Hafter announces he will permit restart of oil production and exports, but fails to withdraw forces and mercenaries from oilfields

By Sami Zaptia.

Hafter said he would permit the resumption of oil production and exports subject to conditions (Photo: Eastern-based LANA).

London, 19 September 2020:

In a televised address, Khalifa Haftar announced yesterday that he was now permitting the resumption of Libya’s oil production and exports “on condition that it is not used to finance terrorism.” Hafter had previously pretended that it was the local tribes that had blockaded Libya’s oil production and exports.

In his short six-and-a-half minute speech, Haftar revealed that “it was decided to resume the production and export of oil with all the necessary conditions and procedural measures that ensure a fair distribution of its financial revenues, and not to be employed to support terrorism or be subjected to robbery and looting, as guarantees to continue production and the export processes, ensuring that leads to improving the standard of living of citizens”.
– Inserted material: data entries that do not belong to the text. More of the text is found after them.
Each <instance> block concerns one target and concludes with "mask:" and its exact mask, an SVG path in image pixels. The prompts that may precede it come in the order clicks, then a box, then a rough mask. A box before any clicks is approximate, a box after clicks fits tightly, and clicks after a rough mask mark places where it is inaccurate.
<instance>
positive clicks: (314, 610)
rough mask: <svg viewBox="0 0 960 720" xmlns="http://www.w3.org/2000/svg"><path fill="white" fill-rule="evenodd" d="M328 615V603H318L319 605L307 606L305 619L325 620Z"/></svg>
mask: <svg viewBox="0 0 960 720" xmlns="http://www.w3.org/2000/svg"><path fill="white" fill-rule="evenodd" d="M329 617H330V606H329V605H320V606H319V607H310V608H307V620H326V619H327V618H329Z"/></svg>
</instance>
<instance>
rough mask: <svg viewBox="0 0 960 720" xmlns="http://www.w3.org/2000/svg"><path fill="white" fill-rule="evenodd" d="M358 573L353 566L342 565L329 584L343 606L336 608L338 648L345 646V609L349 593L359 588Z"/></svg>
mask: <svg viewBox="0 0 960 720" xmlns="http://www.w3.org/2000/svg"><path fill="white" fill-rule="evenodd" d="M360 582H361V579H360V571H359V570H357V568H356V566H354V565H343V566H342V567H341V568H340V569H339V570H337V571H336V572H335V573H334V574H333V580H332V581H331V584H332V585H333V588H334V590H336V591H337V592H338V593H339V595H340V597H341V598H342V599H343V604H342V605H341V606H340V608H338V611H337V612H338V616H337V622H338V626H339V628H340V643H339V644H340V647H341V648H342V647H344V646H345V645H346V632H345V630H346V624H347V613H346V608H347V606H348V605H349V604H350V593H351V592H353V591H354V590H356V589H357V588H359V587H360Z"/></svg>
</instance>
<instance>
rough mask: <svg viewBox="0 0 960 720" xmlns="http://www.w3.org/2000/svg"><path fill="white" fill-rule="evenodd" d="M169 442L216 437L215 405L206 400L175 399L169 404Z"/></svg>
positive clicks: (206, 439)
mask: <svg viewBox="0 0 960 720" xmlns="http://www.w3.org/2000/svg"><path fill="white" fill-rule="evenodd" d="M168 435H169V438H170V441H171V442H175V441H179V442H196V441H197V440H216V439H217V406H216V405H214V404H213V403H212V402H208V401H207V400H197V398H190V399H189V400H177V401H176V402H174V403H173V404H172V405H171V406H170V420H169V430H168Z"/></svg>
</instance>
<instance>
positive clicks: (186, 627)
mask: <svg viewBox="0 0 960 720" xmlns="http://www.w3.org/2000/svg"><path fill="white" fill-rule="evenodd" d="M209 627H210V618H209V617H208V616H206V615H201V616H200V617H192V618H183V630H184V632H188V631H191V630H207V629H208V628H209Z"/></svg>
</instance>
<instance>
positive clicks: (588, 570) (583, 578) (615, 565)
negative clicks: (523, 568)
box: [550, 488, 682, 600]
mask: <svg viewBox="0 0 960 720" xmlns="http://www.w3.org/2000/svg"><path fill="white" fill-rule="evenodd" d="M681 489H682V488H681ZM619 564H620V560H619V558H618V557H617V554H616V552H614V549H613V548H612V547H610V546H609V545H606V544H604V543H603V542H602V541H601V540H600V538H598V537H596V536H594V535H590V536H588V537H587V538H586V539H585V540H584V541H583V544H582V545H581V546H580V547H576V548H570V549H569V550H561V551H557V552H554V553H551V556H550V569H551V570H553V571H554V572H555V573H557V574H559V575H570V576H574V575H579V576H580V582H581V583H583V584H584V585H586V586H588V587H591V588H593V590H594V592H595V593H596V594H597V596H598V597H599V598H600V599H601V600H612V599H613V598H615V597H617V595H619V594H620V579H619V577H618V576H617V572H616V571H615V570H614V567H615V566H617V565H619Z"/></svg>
Haftar bemoaned the various and recent Libya talks he was not invited to taking part in Rabat (Morocco), Montreux and Cairo which he categorized as failures. “All the initiatives announced from here and there, under the slogans of a comprehensive settlement, and addressing the crisis, all ended in utter failure.”, he claimed.

Continuing, he said “The citizen no longer has the capacity to trust more of them, because they (the initiatives) only work to prolong the crisis and complicate it. They do not recognize the right of the people in deciding their destiny through their own free will, and only care about the sharing of power between its contenders, and its contents are devoid of the slightest concern for the rights of the citizen and needs”.

“We did not see after all these embellished initiatives, and the local and international conferences based on them, and all the previous welcome they had received, we did not see the slightest progress towards a better reality, except the Libyan citizen sleeping and waking up to homelessness, unhappiness and misery’’

This he added was ‘‘after crystallizing the (Libyan) crisis in its entirety, and confining it to a foolish political conflict, waged by a group of those aspiring to power at all costs, even at the expense of the entire people, without regard for the rights and living needs of the citizen, their suffering neglected,  exacerbated to an unprecedented level as a result of the uncontrolled power struggle.”